After 63 years, this point should be self-evident. Unfortunately, in the last two decades it has not been seen as obvious at all. To the contrary: it has been fairly consistently rejected by a legal system increasingly taken up with identity politics and a tendency to view society in terms of interest groups to be placated rather than individuals to be safeguarded. Instead of robustly and even-handedly safeguarding everyone’s right to be left alone to pursue their aims as they wish – with stiff sentences against people who attack others because of who they are or what they think – the law has repeatedly taken the view that protection of that kind should only be given to those belonging to particular selected groups. It began with racial and religious communities in 1998, but it has since added to the list ad hoc, normally as a result of political pressure. Sexual orientation and disability were added in 2003, and transgender status in 2012. If you are outside this charmed circle, then however vicious the prejudice or hatred towards you personally or the community you belong, that’s bad luck: it’s just an ordinary offence.

This process of selective protection seems to have establishment approval. Last year’s hate crime proposals from the Law Commission, for example, specifically tossed out the idea that increased sentences should be imposed without discrimination for all crimes motivated by dislike for the victim’s group or characteristics, apparently on the basis that protection of this sort should be limited to groups that can show they suffer communally from crimes directed towards their members. Indeed the Law Commission then went on to build on the existing scheme, suggesting adding yet more protected categories such as sex and gender, and actually asked readers to say if they thought these should be joined by other communities such as sex workers or members of alternative subcultures, such as Goths.
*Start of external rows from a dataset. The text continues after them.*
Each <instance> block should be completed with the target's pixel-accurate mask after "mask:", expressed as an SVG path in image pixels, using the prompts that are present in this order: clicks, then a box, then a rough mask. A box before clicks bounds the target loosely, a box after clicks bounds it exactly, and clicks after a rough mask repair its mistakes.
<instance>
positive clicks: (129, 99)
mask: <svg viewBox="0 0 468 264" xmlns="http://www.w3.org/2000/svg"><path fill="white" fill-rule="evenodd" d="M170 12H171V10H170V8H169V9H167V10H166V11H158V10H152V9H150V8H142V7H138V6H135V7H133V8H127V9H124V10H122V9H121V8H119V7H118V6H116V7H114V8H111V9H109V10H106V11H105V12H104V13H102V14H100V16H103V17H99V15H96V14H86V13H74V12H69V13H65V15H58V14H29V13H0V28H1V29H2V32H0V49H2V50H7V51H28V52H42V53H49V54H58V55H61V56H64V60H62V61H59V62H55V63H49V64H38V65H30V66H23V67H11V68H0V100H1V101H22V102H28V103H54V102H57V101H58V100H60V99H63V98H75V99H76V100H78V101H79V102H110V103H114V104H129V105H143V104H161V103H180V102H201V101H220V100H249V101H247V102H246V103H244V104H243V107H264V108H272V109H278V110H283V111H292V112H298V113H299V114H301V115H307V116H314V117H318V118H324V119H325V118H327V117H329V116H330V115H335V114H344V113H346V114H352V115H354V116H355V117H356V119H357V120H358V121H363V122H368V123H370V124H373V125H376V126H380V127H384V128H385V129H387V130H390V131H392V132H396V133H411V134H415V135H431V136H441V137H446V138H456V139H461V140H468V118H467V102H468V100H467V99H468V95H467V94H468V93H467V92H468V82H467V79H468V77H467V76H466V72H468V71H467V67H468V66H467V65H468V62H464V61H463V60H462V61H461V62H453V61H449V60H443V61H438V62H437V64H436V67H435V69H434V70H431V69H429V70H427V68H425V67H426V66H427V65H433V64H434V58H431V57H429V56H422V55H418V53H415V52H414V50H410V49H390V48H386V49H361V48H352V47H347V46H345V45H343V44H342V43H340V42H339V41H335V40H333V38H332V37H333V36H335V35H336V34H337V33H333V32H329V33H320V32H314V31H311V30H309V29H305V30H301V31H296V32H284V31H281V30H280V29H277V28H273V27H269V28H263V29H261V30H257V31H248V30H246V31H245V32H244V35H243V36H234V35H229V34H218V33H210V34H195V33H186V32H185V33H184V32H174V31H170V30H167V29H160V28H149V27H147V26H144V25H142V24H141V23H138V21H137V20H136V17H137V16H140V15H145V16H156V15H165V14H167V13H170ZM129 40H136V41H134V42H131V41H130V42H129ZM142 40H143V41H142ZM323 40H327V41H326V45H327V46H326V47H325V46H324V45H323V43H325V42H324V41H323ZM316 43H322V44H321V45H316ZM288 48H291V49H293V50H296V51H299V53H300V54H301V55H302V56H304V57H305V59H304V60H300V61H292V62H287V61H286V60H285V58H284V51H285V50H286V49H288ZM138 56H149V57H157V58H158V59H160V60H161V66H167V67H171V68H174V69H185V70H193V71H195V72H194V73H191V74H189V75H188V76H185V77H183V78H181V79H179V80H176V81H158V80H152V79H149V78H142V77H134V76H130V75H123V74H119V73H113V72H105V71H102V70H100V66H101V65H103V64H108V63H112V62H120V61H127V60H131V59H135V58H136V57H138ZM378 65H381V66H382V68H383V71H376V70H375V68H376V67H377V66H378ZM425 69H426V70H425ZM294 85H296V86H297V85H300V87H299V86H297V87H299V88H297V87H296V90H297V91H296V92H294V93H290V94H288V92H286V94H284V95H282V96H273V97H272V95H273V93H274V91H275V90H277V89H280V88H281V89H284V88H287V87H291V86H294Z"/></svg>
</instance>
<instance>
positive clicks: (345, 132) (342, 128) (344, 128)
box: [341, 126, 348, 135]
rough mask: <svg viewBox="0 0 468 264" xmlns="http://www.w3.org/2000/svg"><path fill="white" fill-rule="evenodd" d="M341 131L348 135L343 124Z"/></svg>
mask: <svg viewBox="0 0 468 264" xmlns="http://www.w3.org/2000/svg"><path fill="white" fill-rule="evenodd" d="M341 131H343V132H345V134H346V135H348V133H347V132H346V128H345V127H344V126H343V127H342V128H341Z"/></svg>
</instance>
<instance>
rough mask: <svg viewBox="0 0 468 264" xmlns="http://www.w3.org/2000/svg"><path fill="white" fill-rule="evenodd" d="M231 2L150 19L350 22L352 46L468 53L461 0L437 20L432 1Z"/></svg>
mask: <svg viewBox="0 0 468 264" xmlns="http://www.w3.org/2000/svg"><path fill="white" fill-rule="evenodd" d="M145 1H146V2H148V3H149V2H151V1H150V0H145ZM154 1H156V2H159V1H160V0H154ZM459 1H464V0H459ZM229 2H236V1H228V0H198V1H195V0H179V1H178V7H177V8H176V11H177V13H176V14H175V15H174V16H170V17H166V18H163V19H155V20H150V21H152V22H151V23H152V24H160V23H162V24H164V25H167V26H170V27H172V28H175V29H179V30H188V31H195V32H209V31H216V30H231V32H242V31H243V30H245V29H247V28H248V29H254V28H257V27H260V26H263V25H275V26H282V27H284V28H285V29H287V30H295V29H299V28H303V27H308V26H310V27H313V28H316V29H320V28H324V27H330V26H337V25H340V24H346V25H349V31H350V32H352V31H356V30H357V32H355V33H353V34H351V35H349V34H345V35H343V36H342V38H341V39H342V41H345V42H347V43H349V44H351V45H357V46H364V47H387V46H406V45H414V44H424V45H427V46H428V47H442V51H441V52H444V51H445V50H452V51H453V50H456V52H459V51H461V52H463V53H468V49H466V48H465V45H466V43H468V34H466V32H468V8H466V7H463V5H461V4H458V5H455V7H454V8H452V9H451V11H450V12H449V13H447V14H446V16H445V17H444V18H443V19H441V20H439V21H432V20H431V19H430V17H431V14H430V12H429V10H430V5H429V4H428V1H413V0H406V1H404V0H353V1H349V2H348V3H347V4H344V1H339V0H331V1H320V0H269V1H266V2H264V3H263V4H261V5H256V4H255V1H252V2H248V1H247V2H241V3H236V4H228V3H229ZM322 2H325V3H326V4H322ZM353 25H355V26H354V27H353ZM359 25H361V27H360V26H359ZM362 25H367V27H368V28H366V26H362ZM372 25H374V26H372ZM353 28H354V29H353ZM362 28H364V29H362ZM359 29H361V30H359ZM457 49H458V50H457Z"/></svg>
This way of looking at things is unfortunately ingrained among lawyers and academics. But it is clearly at odds with the enlightened approach of yesterday’s report. It remains to be seen whether the government will follow through on the latter, and pursue it to its logical conclusion; namely, to ditch the legal approach of the last 20 years and simply state that any crime should be regarded as aggravated if shown to be motivated by dislike towards a particular characteristic of the victim.

It certainly ought to do so. It is difficult to think of anything much more divisive and destructive of social harmony than a legal system that lists a number of groups within the community, occasionally adds to them as a result of political pressure, and then says that any criminal act done with malice towards a member of this magic circle is automatically taken as an aggravated offence. The point becomes starker if we view the question from the point of view of an individual victim. If two schoolchildren are beaten up while walking home, one because he is Chinese and one because he is a teacher’s pet, there is something seriously wrong from the point of view of equality if the thug who did it receives an increased sentence in the first case but not in the second. Certainly the latter’s confidence in the even-handedness of the legal system is not likely to be helped if he is told that although his injuries are exactly the same, the person who caused them is somehow less deserving of punishment.

He would, one suspects, be far more confident were he to hear the end of Mr Justice Salmon’s sentencing remarks in the case of the Teddy boys, which should serve as a beacon for any Home Secretary today: ‘As far as the law is concerned you are entitled to think what you like, however foul your thoughts; to feel what you like, however brutal and debased your emotions; to say what you like, provided you do not infringe the rights of others or imperil the Queen’s Peace. But once you translate your dark thoughts and brutal feelings into savage acts such as these, the law will be swift to punish you, and to protect your victims.’ The Commission on Race and Ethnic Disparities, one suspects, could not have put it better had it tried.